One barrier to such implementation is cost — according to Stauring, a single CommKit can run about $5,000. It's about $6 a megabyte to send/receive text, photos or video from eastern Chad, which can add up quickly, even with the video compression and bare-bones interface.

And refugee education can be an open-ended investment, especially in the case of Darfur, where violence has increased in recent months and the region shows no sign of refugees being able to return home. A surge in fighting has displaced another 300,000 Darfuris since the beginning of the year, and humanitarian officials worry about the strain on Chad's people and resources in the area.

But when it comes to long-term conflicts, continuous, personal interactions may be the only thing sustaining interest.

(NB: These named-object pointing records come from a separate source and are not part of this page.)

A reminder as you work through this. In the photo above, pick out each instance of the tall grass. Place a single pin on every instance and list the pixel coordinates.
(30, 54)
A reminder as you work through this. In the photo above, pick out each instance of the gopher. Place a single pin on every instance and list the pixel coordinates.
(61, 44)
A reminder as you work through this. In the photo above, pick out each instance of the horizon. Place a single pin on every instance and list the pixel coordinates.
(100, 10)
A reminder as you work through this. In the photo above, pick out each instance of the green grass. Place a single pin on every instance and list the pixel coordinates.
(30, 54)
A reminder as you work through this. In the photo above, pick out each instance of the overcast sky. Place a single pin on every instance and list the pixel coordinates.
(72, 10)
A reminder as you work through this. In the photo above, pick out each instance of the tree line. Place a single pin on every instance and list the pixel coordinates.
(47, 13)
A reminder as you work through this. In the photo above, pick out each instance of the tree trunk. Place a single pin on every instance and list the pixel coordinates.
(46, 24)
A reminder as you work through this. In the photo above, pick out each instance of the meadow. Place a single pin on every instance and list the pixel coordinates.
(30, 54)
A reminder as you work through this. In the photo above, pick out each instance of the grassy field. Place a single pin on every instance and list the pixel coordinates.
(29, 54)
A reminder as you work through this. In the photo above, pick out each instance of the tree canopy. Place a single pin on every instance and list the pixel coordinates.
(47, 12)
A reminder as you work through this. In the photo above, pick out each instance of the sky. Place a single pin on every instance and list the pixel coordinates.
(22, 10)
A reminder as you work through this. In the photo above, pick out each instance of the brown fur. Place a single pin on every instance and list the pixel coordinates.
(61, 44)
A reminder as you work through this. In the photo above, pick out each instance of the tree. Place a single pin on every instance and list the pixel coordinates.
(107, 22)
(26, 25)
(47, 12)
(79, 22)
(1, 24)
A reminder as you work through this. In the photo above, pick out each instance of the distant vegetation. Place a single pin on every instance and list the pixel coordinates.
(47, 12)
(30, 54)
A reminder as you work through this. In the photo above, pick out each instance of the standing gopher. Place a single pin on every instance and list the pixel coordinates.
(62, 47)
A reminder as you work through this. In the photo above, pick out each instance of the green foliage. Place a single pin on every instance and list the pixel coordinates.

"Personal connection is the reason that interest is sustained and why those school groups don't move on to other issues," said Stauring. "I really believe that the personal issues keep those schools engaged."

And when the next generation of advocates stays engaged, and refugees are able to share their stories and keep their voices heard, there is hope for peace in the region.

In the meantime, victims of genocide can get an education that will prepare them for their lives — wherever they may lead. And who knows? Maybe one day Rahma will be president of Sudan.